A picturesque stroll along a relatively secluded beach at the western end of Phillip Island, near the Nobbies. This is a great walk for those who love beach-combing!
Flynns Beach is at the northern end of Cat Bay, and is a destination for surfers and those who love to find interesting things washed up at low tide. It can be a great place to escape the crowds at more popular swimming and surfing locations.
The beach is just 1.3km long, so allow about one hour for a return stroll from the viewing platform / carpark, to the historic jetty and back.
You can access the walk by turning off at the roundabout on Ventnor Road (left for the Nobbies, right for Flynns). This will take you to a car park, and then it's a lovely walk down to the beach along a shaded path.
Flynns beach is not patrolled, and no dogs are allowed at any time. There is a toilet located at the beginning of the path from the car park.
There are about 60 car parking spots here, but hopefully you've come at a quiet time at low tide! Dogs are not allowed at any time, and the beach is not patrolled by surf lifesavers.
There is a long and lovely shaded path down to the beach. A public toilet is located on your left as you head towards the beach near the start of the path.
You may, if you're the observant type, notice a few traps on your walk. These have been placed by rangers for feral cats, who could threaten native birds and bandicoots, which are being reintroduced.
You'll be asked to respect the Hooded Plover and Shearwater habitats, and stick to the beach rather than clambering up the dunes that provide home and shelter for these species.
From here you can see the sweep of the Cat Bay shoreline, and on a clear day you might be able to see right across the bay to Flinders. From here take the path down to the beach.

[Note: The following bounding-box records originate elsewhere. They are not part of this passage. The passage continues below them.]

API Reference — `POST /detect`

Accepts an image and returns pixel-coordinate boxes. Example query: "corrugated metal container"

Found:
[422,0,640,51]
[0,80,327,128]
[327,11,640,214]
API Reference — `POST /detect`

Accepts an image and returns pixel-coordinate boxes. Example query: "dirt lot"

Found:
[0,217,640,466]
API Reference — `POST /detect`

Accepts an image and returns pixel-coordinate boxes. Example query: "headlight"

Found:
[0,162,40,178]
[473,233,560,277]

Low-tide is the best time to come to Flynns if you are there to stroll and look for shells, shark eggs and cuttlefish etc...
The steep dunes at Flynns are covered in beautiful vegetation. Have a look, but don't be tempted to clamber up as you will disturb the flora and fauna.

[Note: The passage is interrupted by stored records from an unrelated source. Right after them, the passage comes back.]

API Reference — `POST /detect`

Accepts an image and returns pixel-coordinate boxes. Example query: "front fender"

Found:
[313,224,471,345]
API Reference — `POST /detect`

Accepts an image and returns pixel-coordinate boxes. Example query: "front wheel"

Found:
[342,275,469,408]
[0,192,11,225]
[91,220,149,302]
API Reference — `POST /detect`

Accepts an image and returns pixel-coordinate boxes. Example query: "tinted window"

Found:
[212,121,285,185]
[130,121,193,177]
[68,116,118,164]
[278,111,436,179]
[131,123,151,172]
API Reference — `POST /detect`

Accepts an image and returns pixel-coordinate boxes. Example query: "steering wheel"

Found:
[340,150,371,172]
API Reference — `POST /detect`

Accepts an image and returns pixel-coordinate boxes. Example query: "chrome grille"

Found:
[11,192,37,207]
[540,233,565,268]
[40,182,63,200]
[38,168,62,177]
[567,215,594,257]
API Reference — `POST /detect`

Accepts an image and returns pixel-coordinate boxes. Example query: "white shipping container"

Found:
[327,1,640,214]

It is unusual to find vegetation thriving in a dune system like this!
The wooden pylons of an old jetty form a dramatic skeleton. It's the ideal spot to take a photo memento of your walk.

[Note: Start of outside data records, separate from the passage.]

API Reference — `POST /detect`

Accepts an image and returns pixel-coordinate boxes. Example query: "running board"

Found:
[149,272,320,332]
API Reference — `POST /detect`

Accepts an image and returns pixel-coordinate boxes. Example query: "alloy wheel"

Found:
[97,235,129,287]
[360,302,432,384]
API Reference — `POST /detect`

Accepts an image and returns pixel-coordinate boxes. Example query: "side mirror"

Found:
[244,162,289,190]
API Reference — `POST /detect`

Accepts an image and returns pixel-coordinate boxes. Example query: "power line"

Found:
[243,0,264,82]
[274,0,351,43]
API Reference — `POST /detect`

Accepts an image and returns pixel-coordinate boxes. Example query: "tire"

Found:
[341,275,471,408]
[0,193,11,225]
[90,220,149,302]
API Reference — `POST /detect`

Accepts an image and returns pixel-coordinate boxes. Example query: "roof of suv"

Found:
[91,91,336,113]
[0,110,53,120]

The jetty is also appreciated by weary cormorants and other birdlife as a place to rest.
We found heaps of gorgeous sea sponges, cuttlefish and a Port Jackson shark egg on our recent stroll along Flynns. Abalone shells are more common.
Look but don't touch (or destroy!) the beautiful dunes towards the southern end of Flynns.
As you make your way back towards the path to the car park, take a moment to take in the lovely sites and lush vegetation that marks the entryway.
Hopefully you'll enjoy your walk along Flynns as much as we did!